Pour Attali, le socialisme, c’est l’euthanasie à 65 ans

Il y a quelques années, l’ancien majordome de François Mitterrand avait trouvé, je le cite : « l’islam libérateur ». Je m’étais dit, mince alors. Mais comme dira avec son inimitable accent « voussvouss » mon pote Choulim, « ti saï, Alain, Attali, ceï on type què compron rien »

Je lui avais alors quand même demandé, à Attali, s’il savait dans quelles conditions d’humiliation permanente avait vécu son arrière-grand-père et tous les siens jusqu’à la venue des Français en Afrique du Nord ?

Manifestement Jacques Attali n’en savait rien. Il parlait sans savoir. Il n’avait pas entendu parler de la situation du Juif dhimmi.

Vous me direz, ce n’était pas la seule fois que l’indiscret gugusse élyséen avait parlé sur des choses dont il ignorait tout. Il n’est qu’à se pencher sur ses écrits à propos de Marx pour constater le désert, le vide intersidéral intellectuel déguisé en marxisme profond et créateur.

Notre homme, qui veut faire du neuf dans du vieux, dans du très vieux même, est un personnage qui a l’habitude de s’oublier et de commettre des perles. En me replongeant dans de vieilles lectures, vieilles de trente-deux ans, 1981, j’en ai retrouvé une belle, et pas n’importe quelle perle, vous allez voir.

Ecoutons-le, le chantre du « socialisme »: « dès qu’il dépasse 60-65 ans, l’homme vit plus longtemps qu’il ne produit et il coûte cher à la société. La vieillesse est actuellement un marché, mais il n’est pas solvable. Je suis, pour ma part, en tant que socialiste, contre l’allongement de la vie. L’euthanasie sera un des instruments de nos sociétés futures ». (Jacques Attali « l’avenir de la vie »)

Notons déjà que le « socialiste »-euthanasieur Attali n’est plus Juif, s’il ne l’avait jamais été. En effet, une des plus populaires formule juive c’est : « qu’il vive (ou elle vive) cent-vingt ans ». Attali, lui, il trouve que 60 ans c’est bien assez.

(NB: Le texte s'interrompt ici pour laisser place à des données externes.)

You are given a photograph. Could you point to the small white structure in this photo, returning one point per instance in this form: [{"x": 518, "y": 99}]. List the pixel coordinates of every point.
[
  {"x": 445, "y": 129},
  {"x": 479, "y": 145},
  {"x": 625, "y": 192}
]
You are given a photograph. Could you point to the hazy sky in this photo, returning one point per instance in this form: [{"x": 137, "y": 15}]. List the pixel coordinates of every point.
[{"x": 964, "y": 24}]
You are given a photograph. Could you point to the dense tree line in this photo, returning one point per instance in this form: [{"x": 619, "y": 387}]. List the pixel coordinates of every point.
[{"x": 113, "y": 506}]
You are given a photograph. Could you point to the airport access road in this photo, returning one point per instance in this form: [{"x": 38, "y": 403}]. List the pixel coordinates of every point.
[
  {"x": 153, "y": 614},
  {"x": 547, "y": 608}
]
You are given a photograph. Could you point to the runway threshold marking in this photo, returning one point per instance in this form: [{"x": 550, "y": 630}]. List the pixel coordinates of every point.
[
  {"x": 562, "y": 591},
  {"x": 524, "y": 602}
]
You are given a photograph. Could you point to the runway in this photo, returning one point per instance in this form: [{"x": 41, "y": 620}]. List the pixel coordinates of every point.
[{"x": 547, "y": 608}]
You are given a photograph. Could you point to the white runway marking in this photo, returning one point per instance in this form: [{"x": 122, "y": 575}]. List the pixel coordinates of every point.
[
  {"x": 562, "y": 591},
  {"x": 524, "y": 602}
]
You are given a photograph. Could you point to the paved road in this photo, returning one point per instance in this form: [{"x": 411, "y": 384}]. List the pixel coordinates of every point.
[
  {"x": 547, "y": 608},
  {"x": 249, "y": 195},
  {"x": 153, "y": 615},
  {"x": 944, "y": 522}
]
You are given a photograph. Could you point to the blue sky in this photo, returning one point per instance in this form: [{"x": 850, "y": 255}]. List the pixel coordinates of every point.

Attali, en socialiste de la veine de la nomenklatura bruxelloise qui a succédé, en matière de « socialisme réel », à la caste vorace des bureaucrates staliniens, souhaitera qu’une autorité décide souverainement combien de temps nous serons autorisés à vivre ;  il proposera que cette durée soit corrélée à notre capacité productive, à notre capacité à produire suffisamment  de surtravail pour avoir le droit de ne pas être mis à mort.

Attali pourrait aussi proposer d’euthanasier les chômeurs de longue durée, en particulier, pour commencer, ceux approchant l’âge fatidique. Ils ne produisent plus, au trou au lieu d’attendre la retraite en coûtant cher aux caisses de chômage!… C’est beau quand même, le « socialisme ».

Dans les années 70-80, quand le cinéma nous livrera des films d’anticipation tels que « Soleil vert » ou « l’âge de cristal », on voudra y voir une glaçante et terrible vision pessimiste de l’avenir d’une société en crise, une sorte de poésie noire cinématographique remplaçant le roman gothique. Attali, lui, nous dira : non les gars. C’est pas de l’anticipation romanesque, voici la mission du socialisme. Voilà l’avenir que nous vous préparons avec les moyens de « l’union européenne ».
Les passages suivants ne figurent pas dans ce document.